Bob Evans moves from InformationWeek to a Brand Journalism gig at SAP

Posted by David Meerman Scott 08:15 AM on May 04, 2011

Bobevans_136 Last February, Bob Evans, who at the time was senior vice president and director of InformationWeek Global CIO, where he was responsible for content strategy and execution and audience engagement wrote: An Open Letter To SAP Chairman Hasso Plattner. The letter included ten very candid suggestions on overhauling SAP's value proposition, corporate culture, commitment to the cloud, competitive outlook and more.

SAP-Logo Now Bob Evans works at SAP as communications strategist and contributor. Bob recently joined SAP and will continue the type of analysis and writing for which he is well known. He's stated a new blog at SAP called The Innovation Business and tweets at @bobevansSAP.

I find this fascinating on so many levels!

Bob Evans got his new gig based in large part because of the content he created and by understanding his new employer, SAP, and writing about it. I frequently tell people that there are new rules for finding a job. Bob proves this.

It's also interesting that SAP is stepping up its commitment to brand journalism by bringing Bob on board. I frequently talk up the merits of companies hiring journalists like Bob, a concept I call brand journalism.

I connected with Bob to get his take on his new gig.

I first asked Bob what he thinks about joining the dark side?

Bob Evans: "The term "the dark side" always implied that over here in the bright light were journalists who dealt in and delivered the clear, pure, untainted truth, and who had the wisdom to discern what people needed to know and what people *didn't* need to know, *when* they needed to know it, and *how* they needed to know it. The online world changed all that, giving rise to everything from people digging for their own healthcare information on sites like WebMD, to Drudge Report and Wikipedia, to mobile news alerts *defined* by the customer, to YouTube, to vast online storehouses of vendor-produced content. At the same time it also gave rise to your profession and the powerful emergence of the blogosphere, in which many new voices of great insight and wisdom have begun delivering more insight and analysis and expertise than consumers can find in the mainstream media.
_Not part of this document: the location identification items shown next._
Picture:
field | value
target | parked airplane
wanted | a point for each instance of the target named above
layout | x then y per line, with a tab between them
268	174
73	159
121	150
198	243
So the old "dark side" concept, I think, has come to mean anything other than the MSM, and whereas that concept still holds sway in the insular and detached world of places like the Columbia Journalism Review, one look at newspaper circulation or viewership of evening-news programs on the three traditional networks shows that the opinions of those that really matter--the consumers of information--don't give two hoots about the provincial concept of dark side//light side."

DMS: What sort of things will you be focusing your time on?

Bob Evans: "In my specific case, my ability to tell stories about the impact that technology plays on business innovation and strategy and competitive balance and global supply chains and real-time operations and cloud computing and more is enhanced by my being employed within a large, highly profitable, and truly global organization with more than 100,000 customers and deep troves of case-study expertise across thousands of corporations in more than 20 industries. As an SAP employee, I have more access to more information and expertise that can be shared with audiences than I did in my former position on the 'light side'."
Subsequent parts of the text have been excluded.